The idea that the way that television is produced makes intensive scene study obsolete is a fatuous one. The fact is, when you show up for your TV show shoot, you bring whatever readiness to go the distance that you have in with you, and nothing more. There is a persistent fantasy that when opportunity knocks, the actor, through a combination of talent and determination, will rise to the challenge and somehow deliver something extraordinary, something memorable, because, after all, they picked him, the TV people did, and they must know, so that must mean he's "got it", whatever "it" is.
Sadly, no.
The ability to move quickly to the essence of what is transpiring in a scene, an essence which is never explicit in the text the actor is given to speak, and to work from that essence, is something that is acquired through lengthy study, hard work, and bumping one's head against one's own misconceptions. It is the result of a change in how people and situations are viewed, and an understanding of the way incidents matter to the characters involved. The scales have fallen from the eyes of such an actor, but this is not easily purchased. Anyone who promises a quick and easy way to achieve great acting is probably going to offer you a set of Ginsu knives if you act now.

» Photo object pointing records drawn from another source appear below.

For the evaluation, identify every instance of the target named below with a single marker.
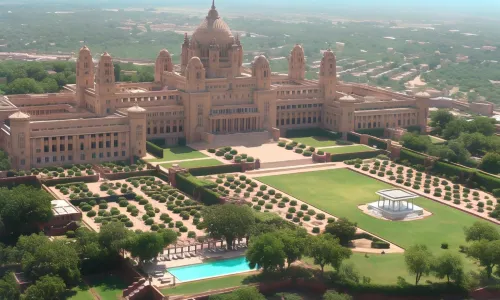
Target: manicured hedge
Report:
(204, 171)
(413, 157)
(306, 132)
(378, 132)
(380, 144)
(362, 155)
(154, 149)
(198, 188)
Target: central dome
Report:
(213, 28)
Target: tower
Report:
(84, 74)
(262, 72)
(20, 140)
(184, 53)
(105, 85)
(195, 75)
(328, 75)
(297, 64)
(163, 64)
(137, 121)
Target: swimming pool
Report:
(211, 269)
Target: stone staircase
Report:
(246, 139)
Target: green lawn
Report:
(340, 191)
(316, 141)
(206, 285)
(347, 149)
(178, 153)
(109, 287)
(80, 293)
(195, 163)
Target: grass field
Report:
(80, 293)
(347, 149)
(316, 141)
(178, 153)
(195, 163)
(340, 191)
(109, 287)
(206, 285)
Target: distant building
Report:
(208, 97)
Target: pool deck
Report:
(204, 257)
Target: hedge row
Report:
(198, 188)
(353, 138)
(154, 149)
(204, 171)
(362, 155)
(306, 132)
(413, 157)
(374, 142)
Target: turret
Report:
(262, 72)
(105, 85)
(297, 64)
(163, 64)
(195, 75)
(328, 75)
(84, 74)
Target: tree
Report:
(326, 250)
(481, 231)
(455, 128)
(487, 253)
(418, 261)
(41, 258)
(9, 290)
(47, 287)
(342, 229)
(24, 86)
(295, 242)
(267, 252)
(416, 142)
(483, 125)
(332, 295)
(491, 163)
(448, 265)
(146, 245)
(23, 208)
(228, 221)
(112, 236)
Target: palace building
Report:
(209, 96)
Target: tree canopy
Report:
(228, 221)
(23, 208)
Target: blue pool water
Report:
(211, 269)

Consider the fact that actors such as Paul Newman, Meryl Streep, Sigourney Weaver, Paul Giamatti, Frances McDormand and Patricia Clarkson all attended the Yale School of Drama, a three year conversatory program that trained them to act in plays. All went on to have stellar careers in Hollywood, some of which are still in progress. They are all enormously gifted actors, and probably would have found a way to flourish no matter what path they took, but I am sure that many of them would say that their training at the Drama School was excellent preparation for what came after. It is the experience of having taken acting classes with master teachers, and of working on countless productions, examining roles in depth and taking time to develop them across substantial rehearsal processes, that prepared them to work quickly, intuitive, incisively when the situation called for it.
Can you imagine someone saying that since they were only going to play jazz improvisation on the piano, they were not going to learn to read music or to learn to play any previously composed music? The ability to improvise and work spontaneously comes from an intimate familarity with the medium in question, that comes in turn from lengthy exposure to the patterns that recur in various forms again and again. The only way out is through, a wise person once said. Wanting to be able meet the challenge of working spontaneously on a quick timetable without putting in the time to learn to work well under less strained circumstances is wanting a way out without going through. And except for those very few, freakishly talented exceptions, that isn't going to happen. All the other people showing up for the call you are going to have been to the same Acting for the Camera classes you have. The question is, what else have you got?